Saturday, August 16, 2014

Optimized Roaming, RSSI Low Check, RX-SOP, Oh My!

In the Cisco landscape today, there are three features that usually come up in the same conversation. They all solve what I'd call "related" problems, but are not the same. They are incredibly useful features and do share one thing in must know your RF environment before implementing them. I'll provide use-cases and examples below, but it should be noted that in the case of "Optimized Roaming", this is based on public information currently available and could change prior to the WLC AirOS version 8.0 release.

Optimized Roaming

The problem:
The well known "sticky client" issue. For the uninitiated, when a client refuses to roam to an assumedly "better" AP (closer, stronger RSSI, better SNR etc.) that client is being "sticky". Why is this bad? Consider the following example of a lecture hall:
As the client enters the room, it associates to AP-1. As it moves farther away from AP-1 it's RSSI gets weaker, SNR gets worse, retransmissions occur, dynamic rate-shifting happens, and you end up with a client communicating at a much lower data-rate. Lower data-rate consumes more air-time to transfer the same information, resulting in higher channel utilization.
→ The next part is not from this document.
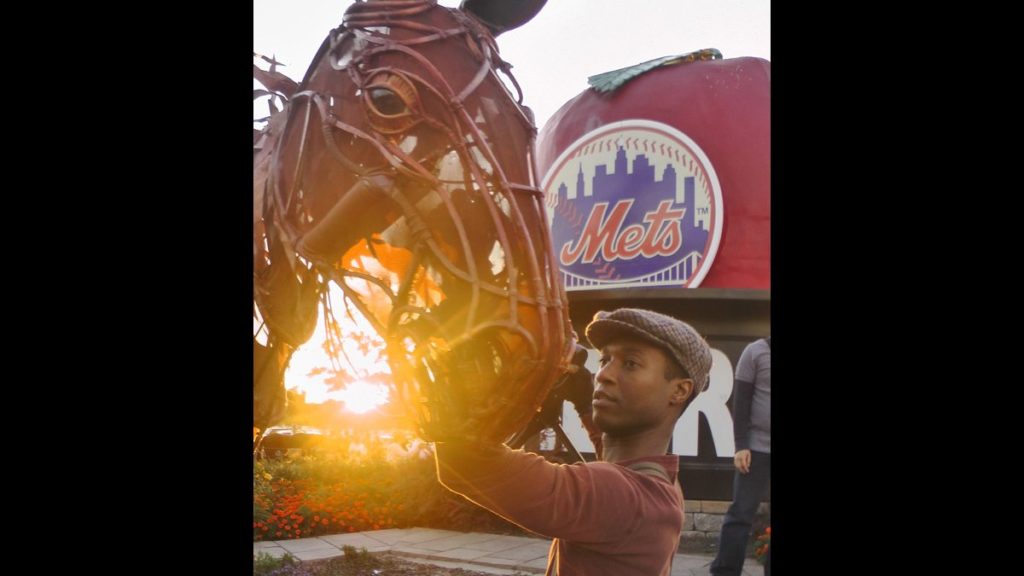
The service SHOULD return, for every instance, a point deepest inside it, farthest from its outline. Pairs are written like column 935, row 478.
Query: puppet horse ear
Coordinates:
column 502, row 15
Ideally, the client would roam to AP-3 and the resulting RF space would be better for everyone.

The Solution:
With Optimized Roaming, once the client reaches either a certain RSSI, Data-Rate, or both, the AP will send an 802.11 Disassociation Frame. Ideally, after receiving a disassociation frame, the client will then associate to the closer AP (AP-3 in our example). The RSSI is from the perspective of the AP. Both RSSI & Data-rate are configurable. 
If the situation were reversed and our client is leaving the building, optimized roaming can also help. If this same client, or even a less "sticky" one, were to exit the building it may still be at or around -81 for quite some time. Considering that AP-5 is in a lobby, next to glass doors, it's possible for clients to remain connected as they approach a parking lot some distance away. While they hang on to their WiFi connection for dear life, it would be a far better experience for these clients if they drop off WiFi and pick up their 3G/4G connection.
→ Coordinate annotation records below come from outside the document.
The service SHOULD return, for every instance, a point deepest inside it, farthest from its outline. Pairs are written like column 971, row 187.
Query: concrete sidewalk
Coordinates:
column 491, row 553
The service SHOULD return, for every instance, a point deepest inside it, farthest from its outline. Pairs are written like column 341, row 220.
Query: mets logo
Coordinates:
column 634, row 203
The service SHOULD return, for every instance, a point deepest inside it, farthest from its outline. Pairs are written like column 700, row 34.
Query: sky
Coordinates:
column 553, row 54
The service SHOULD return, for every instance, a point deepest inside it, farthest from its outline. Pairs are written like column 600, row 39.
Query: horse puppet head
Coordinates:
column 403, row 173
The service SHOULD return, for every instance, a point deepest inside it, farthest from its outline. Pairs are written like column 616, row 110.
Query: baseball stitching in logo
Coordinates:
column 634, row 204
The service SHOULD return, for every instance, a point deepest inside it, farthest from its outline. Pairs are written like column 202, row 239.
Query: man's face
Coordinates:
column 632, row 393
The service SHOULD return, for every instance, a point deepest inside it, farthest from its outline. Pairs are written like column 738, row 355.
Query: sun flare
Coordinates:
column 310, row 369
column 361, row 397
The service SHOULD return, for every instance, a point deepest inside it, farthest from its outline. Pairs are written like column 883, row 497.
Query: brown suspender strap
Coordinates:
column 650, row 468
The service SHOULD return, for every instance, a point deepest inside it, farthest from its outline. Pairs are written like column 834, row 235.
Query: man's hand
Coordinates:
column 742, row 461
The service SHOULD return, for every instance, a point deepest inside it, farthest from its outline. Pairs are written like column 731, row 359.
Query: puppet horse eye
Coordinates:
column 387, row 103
Optimized Roaming has a built-in hysteresis. This prevents "thrashing", or a client idling at or around the threshold and therefore being disassociated, re-associating, getting disassociated again, etc. By default this threshold is 6dBm. For example, if your threshold is -75, and a client gets disassociated, that client will not be able to associate (or re-associate) to that AP until it reaches at least -69. Remember, this is from the perspective of the AP.
You can use Data-rate, instead of or in addition to, RSSI. If both are configured, both must pass in order for the client to associate.

RSSI Low Check

The Problem: 
In our last example, we outlined the issue of clients leaving a building but remaining on WiFi for far too long. A related issue is that of clients who are merely walking by the building, on their way to somewhere else. They never get stronger than a -80 RSSI, but their mobile device prefers WiFi over 3G/4G. The client tries to connect, sometimes succeeds sometimes fails. Either way, it's a poor connection, at best, leading to a poor user experience. I personally experience this often; consider the following example:
The main paths of this Campus have no outdoor coverage, however bleed-over from each building is enough for a Mobile device to "try". 

The Solution: 
With RSSI Low check enabled, a clients association requests will be ignored, unless the AP hears them stronger than -80 (configurable). To be more accurate, the 802.11 Association Request will be followed by an Association Response with status code 0x0022, meaning "poor conditions". Attached is a .pcap of this occurring (with a threshold of -60 set). Here is what it looks like:

RSSI Low Check Vs. Optimized Roaming...What's the difference? Aside from configuration specifics, RSSI Low Check does not let a "weak" client connect, where Optimized Roaming actively disassociates a "weak" client.

The takeaway here is that you do not need RSSI Low Check, if you are using Optimized Roaming. Reason being: a client must pass the Data RSSI value, configured for Optimized Roaming, in order to associate. Therefore, Optimized roaming is really a replacement for, and better than, RSSI Low Check. Thankfully, it's also configurable in an RF Profile.

Why would you use RSSI Low Check? Well, for one, RSSI Low Check is available today. At the time of this writing Optimized Roaming is not (WLC 8.0 code). Secondly, I've personally not tested Optimized Roaming in a full production environment with thousands of client-types. It's possible that certain clients, upon receiving a disassociation frame, will not immediately rejoin the ESS leading to "client issues". I think that second possibility will be rare, but possible.

If, for some reason you have both Low Check & Optimized Roaming configured, both must pass in order for a client to associate. For example, if Low RSSI Check is set to -65 and Optimized Roaming is set to -75, the client must be at -65 or stronger to associate.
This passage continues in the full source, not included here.